Un an plus tard, je me suis de nouveau retrouvée à déambuler sur le Bund, cette ballade mythique et bien connue de tou.t.e.s, le rendez-vous du dimanche. De là, tu peux admirer, d’un côté de l’avenue, une architecture historique et de l’autre côté, derrière le fleuve, embrasser une vision futuriste. Une oscillation étonnante (ça marche à chaque fois) … Hop, d’un coup de tête tu dégommes les siècles. J’étais seule, avec deux trois badauds (d’habitude, on ajoute aisément deux zéros par mètre carré aux dits badauds).

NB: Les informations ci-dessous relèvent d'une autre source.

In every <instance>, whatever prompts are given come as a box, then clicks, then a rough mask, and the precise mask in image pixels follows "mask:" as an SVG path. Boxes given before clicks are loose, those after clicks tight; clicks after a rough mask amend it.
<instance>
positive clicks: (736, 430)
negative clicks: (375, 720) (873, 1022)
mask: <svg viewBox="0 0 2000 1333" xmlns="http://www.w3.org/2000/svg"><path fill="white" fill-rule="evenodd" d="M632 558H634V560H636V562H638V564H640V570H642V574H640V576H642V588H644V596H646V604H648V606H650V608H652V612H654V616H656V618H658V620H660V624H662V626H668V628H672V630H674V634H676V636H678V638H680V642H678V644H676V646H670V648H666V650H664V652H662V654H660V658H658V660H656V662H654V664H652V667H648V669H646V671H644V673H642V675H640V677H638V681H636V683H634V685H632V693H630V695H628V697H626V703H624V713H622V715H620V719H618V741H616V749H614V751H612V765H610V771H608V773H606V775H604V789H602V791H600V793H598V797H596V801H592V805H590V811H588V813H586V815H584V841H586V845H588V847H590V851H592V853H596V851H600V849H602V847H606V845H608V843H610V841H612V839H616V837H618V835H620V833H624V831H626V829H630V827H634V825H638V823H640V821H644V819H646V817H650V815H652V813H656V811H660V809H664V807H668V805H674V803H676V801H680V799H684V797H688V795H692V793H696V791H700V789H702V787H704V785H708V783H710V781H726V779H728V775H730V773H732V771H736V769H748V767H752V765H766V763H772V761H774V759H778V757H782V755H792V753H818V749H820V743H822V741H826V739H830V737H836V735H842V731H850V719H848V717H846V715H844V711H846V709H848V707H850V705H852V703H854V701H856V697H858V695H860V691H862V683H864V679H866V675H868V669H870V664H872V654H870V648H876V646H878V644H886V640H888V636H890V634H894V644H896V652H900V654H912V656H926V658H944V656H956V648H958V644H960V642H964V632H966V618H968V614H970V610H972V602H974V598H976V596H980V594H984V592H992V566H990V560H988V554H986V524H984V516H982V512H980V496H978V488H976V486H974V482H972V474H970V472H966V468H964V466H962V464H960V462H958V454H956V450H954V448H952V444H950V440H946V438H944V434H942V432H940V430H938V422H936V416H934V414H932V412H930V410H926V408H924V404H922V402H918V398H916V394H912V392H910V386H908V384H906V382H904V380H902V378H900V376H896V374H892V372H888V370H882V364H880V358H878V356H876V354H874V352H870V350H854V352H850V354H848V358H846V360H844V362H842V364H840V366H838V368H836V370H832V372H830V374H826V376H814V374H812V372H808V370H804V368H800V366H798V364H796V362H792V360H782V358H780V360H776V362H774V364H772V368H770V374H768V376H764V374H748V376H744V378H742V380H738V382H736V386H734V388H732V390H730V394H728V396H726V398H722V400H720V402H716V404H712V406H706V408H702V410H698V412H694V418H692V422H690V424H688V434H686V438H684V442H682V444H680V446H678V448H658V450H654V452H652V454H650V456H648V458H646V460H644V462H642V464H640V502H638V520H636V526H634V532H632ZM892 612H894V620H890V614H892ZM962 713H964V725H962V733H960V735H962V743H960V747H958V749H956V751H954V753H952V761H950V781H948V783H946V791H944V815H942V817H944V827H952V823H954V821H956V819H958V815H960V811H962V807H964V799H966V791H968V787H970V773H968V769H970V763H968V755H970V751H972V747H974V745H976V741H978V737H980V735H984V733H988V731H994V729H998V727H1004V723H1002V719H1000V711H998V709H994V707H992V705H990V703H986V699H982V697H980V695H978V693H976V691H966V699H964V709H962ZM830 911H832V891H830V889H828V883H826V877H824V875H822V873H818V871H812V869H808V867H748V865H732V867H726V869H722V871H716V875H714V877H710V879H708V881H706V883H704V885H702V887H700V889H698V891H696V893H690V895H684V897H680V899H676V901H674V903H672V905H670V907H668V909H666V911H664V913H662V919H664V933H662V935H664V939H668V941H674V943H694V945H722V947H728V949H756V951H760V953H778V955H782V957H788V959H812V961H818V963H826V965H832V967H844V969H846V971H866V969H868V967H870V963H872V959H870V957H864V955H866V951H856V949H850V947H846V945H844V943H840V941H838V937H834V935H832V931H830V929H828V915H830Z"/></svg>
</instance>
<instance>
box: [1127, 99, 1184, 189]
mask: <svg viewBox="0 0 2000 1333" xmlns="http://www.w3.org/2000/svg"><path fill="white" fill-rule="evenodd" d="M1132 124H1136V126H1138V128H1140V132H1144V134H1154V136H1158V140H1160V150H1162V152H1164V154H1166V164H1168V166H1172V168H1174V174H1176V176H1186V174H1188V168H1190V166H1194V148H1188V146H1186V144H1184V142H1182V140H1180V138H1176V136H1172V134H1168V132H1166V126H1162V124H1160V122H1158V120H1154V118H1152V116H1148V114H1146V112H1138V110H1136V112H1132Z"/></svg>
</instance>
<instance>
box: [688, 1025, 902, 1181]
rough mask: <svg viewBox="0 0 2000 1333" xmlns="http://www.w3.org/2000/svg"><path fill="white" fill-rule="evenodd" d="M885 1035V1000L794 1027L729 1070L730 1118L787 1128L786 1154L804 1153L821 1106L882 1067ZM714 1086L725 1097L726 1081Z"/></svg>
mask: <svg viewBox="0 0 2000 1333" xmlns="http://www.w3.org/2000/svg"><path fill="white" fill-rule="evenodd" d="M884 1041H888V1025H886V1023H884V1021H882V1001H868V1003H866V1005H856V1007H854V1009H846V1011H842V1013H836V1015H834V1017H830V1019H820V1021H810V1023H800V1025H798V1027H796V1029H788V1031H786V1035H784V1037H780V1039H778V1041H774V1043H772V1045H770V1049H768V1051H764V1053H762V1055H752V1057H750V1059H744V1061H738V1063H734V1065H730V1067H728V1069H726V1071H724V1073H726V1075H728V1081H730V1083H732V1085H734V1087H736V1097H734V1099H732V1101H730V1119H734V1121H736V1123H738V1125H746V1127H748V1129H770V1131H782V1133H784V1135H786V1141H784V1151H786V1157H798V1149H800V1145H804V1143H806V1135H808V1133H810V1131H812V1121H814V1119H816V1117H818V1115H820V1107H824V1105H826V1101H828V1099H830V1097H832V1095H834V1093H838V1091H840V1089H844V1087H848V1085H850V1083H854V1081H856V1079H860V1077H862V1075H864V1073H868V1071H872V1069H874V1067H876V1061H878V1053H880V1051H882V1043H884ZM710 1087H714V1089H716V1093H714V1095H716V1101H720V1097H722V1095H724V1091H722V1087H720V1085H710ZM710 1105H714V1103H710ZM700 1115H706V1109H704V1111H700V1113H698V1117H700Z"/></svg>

Ces images auraient pu être prises en février 2020. Mais non, elles datent d’hier. Oui, c’est le désert. Mais entre ces deux moments pris aux extrémités, il s’en est passé, des « choses ». La Chine, surtout Shanghai, n’est pas connue pour son éloge de la lenteur. Donc, autant il suffit de détourner son regard pour passer du 19e au 22e siècle, autant d’un claquement de doigts, les situations se retournent. En quelques secondes, les gens, les attitudes, les mouvements s’inversent. Des montagnes russes, entre frénésie et immobilité. C’est fou. Ça aussi, ça me surprendra toujours.

Deux jours avant, sur l’avenue derrière le Bund, l’ambiance était ainsi plutôt guillerette. 

Depuis plusieurs semaines – qu’écris-je… depuis des mois ! – Shanghai s’est auto-proclamée ville la plus cool du monde : on y porte (presque) plus de masques, on peut bambocher à loisir, aller au musée, chiller en terrasse et siroter un café pimpé… Car en plus il fait beau-et-bon. En gros, rien ne se passe normalement (enfin, en tenant compte, d’où on se place sur la frise chronologique, bien sûr). 

Aaron Johnson, « Five Suns for Ten Lovers », 2020
Courtesy Almine Rech

En fait, depuis le printemps dernier on a l’impression de vivre sur la face cachée de la terre, et d’en avoir carrément fait une autre planète. Le thème : « le monde d’avant en mieux » – car tu sais que tu peux perdre toutes ces joies simples appelées « les petits plaisirs de la vie ». Prendre l’air, le soleil, voir tes potes (quand tu en as plus que 6 ça fait la différence), et surtout et pour résumer, hein… faire ce que tu veux quand tu veux (la liste des « petits plaisirs de la vie » est clairement surdimensionnée, et à tendance à s’allonger depuis le début de la pandémie). La vie à Shanghai est donc plutôt sympa – un euphémisme, quand on la compare au reste du monde. Et, hormis cette vie parallèle normalo-agréable, paradoxe ultime… Shanghai n’a jamais été aussi dynamique! Score de ventes explosé lors des dernières foires d’art contemporain – les seules ayant eu lieu « en vrai » dans le monde (novembre 2020), des ouvertures en pagaille de nouveaux cafés, restaus, lieux artistiques, concepts-stores et autres dingueries … Effet kiss-cool de la fermeture des frontières ? Un besoin de maximiser toute entreprise ou toute action, la plus simple soit-elle ?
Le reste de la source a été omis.